The Qld Civil and Administrative Tribunal has effectively refused an application by taxpayers for exclusion orders that would have created 4 separate groups for payroll tax purposes. ‘Groups’ are relevant in payroll tax because there is a substantial tax free amount of wages that don’t attract tax, and payroll tax could be avoided by carrying on each business in a separate entity, or even splintering a single business, into separate parts.

The scheme of the Qld Payroll Tax law (like most) is to create a potentially wide class of ‘groups’ and then give the Commissioner a power to regroup a taxpayer, if need be. In Qld, this is set out in Part 4 of the Payroll Tax Act 1971:

  1. Employers can be grouped if they are ‘related bodies corporate’ under the Federal Corporations Act 2001 (s69); there are common employees (s70); there are commonly controlled businesses (s71); and groups through tracing controlling interests (s72). Also, smaller groups must be subsumed into larger groups (s68 & s73).
  2. The  Commissioner can exclude a person from a group, under s74 of the Act, if he or she “is satisfied a business, carried on by the person, is carried on independently of, and is not connected with the carrying on of, a business carried on by any other member of the group”.

The Tribunal was reviewing a decision made by the Commissioner of State Revenue on 18 January 2018, disallowing the taxpayers’ objection to a decision made on 10 April 2017. The Commissioner had assessed on the basis that there was one group of 14 member companies. In summary, the taxpayers had applied for exclusion orders that would have had the effect of creating 4 separate groups for payroll tax purposes, namely the Chrome Group, the Fidler Family Group, the Tacoma Group and AP Hotel 1. The Commissioner refused the application for exclusion orders.

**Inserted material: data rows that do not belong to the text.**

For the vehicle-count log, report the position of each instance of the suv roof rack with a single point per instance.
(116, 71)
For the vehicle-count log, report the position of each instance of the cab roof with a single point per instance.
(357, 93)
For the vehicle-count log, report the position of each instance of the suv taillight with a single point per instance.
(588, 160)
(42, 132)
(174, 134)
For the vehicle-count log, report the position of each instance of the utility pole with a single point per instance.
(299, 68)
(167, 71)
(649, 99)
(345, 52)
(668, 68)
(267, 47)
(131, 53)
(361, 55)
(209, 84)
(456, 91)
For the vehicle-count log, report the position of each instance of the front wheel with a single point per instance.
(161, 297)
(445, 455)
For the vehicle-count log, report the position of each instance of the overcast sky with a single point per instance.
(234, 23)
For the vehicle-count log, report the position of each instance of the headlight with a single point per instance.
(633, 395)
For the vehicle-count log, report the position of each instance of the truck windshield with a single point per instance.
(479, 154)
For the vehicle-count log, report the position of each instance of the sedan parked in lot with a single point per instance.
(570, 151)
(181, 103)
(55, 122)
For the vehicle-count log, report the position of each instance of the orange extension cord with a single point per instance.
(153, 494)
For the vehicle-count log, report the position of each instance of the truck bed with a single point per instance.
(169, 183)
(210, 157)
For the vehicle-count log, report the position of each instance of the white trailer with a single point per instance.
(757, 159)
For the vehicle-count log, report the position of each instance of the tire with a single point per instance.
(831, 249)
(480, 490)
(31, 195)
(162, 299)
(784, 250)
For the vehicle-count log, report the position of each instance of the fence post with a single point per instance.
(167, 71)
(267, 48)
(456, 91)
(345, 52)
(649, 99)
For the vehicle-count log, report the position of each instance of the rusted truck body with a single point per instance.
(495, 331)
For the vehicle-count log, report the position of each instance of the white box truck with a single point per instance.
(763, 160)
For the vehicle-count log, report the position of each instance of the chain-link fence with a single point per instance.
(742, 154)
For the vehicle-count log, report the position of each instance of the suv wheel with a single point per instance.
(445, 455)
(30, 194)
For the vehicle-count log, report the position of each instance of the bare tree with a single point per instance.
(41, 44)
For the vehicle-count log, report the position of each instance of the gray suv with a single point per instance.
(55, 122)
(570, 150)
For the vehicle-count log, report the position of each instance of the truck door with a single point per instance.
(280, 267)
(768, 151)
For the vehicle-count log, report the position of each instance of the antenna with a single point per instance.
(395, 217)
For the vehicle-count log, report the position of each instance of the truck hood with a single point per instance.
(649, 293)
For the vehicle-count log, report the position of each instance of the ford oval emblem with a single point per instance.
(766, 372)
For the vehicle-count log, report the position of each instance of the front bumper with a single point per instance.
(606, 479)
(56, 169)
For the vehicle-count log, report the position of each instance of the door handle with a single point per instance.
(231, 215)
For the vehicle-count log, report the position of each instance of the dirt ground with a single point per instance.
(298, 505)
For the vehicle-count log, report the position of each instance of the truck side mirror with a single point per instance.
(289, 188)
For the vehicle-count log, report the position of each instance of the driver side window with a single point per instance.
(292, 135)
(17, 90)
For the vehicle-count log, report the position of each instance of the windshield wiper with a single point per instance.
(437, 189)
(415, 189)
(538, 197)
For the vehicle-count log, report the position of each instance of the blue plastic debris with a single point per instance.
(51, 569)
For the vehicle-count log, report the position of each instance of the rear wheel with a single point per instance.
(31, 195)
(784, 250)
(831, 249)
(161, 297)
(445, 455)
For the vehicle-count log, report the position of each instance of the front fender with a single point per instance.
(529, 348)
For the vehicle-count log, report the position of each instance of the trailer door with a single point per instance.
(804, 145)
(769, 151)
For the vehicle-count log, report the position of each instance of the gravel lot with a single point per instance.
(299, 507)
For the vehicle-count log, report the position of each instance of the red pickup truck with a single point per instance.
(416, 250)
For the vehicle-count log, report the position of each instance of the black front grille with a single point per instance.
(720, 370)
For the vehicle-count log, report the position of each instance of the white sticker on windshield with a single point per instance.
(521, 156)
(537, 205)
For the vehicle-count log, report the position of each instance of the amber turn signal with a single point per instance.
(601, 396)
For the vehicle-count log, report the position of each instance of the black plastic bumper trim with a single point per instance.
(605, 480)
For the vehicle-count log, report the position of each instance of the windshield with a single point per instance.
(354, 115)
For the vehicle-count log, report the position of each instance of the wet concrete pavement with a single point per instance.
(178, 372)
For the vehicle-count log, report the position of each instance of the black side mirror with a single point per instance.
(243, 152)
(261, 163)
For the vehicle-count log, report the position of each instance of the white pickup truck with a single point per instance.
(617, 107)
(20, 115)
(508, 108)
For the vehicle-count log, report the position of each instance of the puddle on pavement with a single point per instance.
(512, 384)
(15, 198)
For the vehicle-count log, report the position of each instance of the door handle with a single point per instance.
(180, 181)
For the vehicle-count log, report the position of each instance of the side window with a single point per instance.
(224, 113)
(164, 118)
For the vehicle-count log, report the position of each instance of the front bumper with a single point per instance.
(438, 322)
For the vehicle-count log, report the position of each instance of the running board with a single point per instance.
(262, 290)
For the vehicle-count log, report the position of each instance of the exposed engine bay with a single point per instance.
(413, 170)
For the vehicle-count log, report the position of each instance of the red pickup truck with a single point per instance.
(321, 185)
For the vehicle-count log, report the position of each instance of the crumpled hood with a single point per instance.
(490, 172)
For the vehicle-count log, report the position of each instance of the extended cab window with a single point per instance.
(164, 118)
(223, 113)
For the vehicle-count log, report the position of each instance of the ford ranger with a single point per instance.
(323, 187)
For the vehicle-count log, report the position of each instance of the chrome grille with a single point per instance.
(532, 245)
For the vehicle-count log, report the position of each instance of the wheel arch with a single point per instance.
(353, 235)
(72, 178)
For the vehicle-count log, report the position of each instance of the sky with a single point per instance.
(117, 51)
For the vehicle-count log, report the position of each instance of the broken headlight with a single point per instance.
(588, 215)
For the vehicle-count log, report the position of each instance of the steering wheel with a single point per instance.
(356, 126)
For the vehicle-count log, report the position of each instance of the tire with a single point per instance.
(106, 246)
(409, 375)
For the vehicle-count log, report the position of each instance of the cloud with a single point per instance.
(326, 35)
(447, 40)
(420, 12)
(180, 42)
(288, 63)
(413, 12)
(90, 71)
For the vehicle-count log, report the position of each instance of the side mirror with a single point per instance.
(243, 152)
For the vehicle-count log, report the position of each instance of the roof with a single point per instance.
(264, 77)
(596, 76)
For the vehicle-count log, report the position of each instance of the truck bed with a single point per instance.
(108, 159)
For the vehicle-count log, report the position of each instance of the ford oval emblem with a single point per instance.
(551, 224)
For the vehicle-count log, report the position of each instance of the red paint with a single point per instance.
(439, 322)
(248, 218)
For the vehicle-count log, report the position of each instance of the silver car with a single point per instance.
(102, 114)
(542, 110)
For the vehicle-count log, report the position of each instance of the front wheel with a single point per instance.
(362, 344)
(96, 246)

This case related to the Commissioner’s refusal to make exclusion orders that would have left the members of the so called “Tacoma Group” as a Payroll Tax group.

  • The form of the orders requested, was, for each of the 4 members of this Tacoma Group, be excluded from the group, comprised by the 10 other members of the prima-facie ‘group’, but not from the other members of the putative Tacoma Group, allowing the Commissioner to treat those companies as a new Payroll Tax ‘group’.

The Tribunal determined that this relatively sensible objective was not possible, because of the language of the Act.

  • Crucially, it noted that s74 (quoted above) only allowed a company to be excluded from a ‘group’ if its business was independent from “any other member of the group”. In other words, the business of the subject employer had to be relevantly independent from those of ALL of the other 13 companies, end not just, from the businesses of the 10 others.
  • The Tribunal could see no way around this, because of s68, which precludes there being ‘groups’ within larger ‘groups’. Section 68 says: “A group is constituted by all the persons forming a group that is not part of a larger group.” This, the Tribunal said, prevented it finding that a sub-group, of the 10 other companies, was the relevant ‘group’ for the purposes of the regrouping provision in s74 (referred to above).
  • The Tribunal said that the taxpayers’ argument depended on s74 being read as if the exclusion provision had the following words added:

” … a business, carried on by the person, is carried on independently of, and is not connected with the carrying on of, a business carried on by any other member of the group that they seek to be excluded from.”

The taxpayers sought to distinguish this case from the precedent in Comr of Payroll Tax (Qld) v John French Pty Ltd & Ors [1984] 1 Qd R 125, which had decided the issue against them (under legislation that was materially identical). The Tribunal, however, decided that this case could NOT be distinguished.

There is a further ‘wrinkle’ to this. Counsel in the case tells me that, following the French case, there was a unique Qld amendment to the law, to alleviate this problem. This relief was then lost, when the states ‘harmonised’ their Payroll Tax law in 2008. This case has the effect of confirming that the reinstated ‘pre-amendment’ law, has the same unsatisfactory effect, as the French case had established. I’m not aware of whether any other State authorities, are allowing ‘sub-groups’ to de-group, without regard to the French case, or this new Xede case.

In any event, this case ought make it clear that the harmonised statutes all need to be changed, to allow the eminently reasonable result, that a ‘sub-group’ can de-group.

(Xede Pty Ltd & Ors v Comr of State Revenue [2018] QCAT 362, Qld Civil and Administrative Tribunal, Cranwell M, 30 October 2018.)

FJM 6.1.19

[LTN 233, 12/18; Tax Month – December 2018]


CPD (comprehension) questions

  1. Is the scheme of the Payroll Tax law, to allow ‘groups’ to be widely defined, and then give the Commissioner a structured power to exclude companies that are sufficiently independent?
  2. Under what section, in the Queensland law, is this exclusion power?
  3. Does this provision allow a single company to be excluded (because it is relevantly independent of all the other members of the ‘prima-facie’ group)?
  4. Does this provision allow a sub-group (of relevantly dependent employers) to be excluded from other members of the prima-facie group (from whom they are relevantly ‘independent’)?
  5. Why?
  6. Do you think this is a satisfactory state in which to leave the law?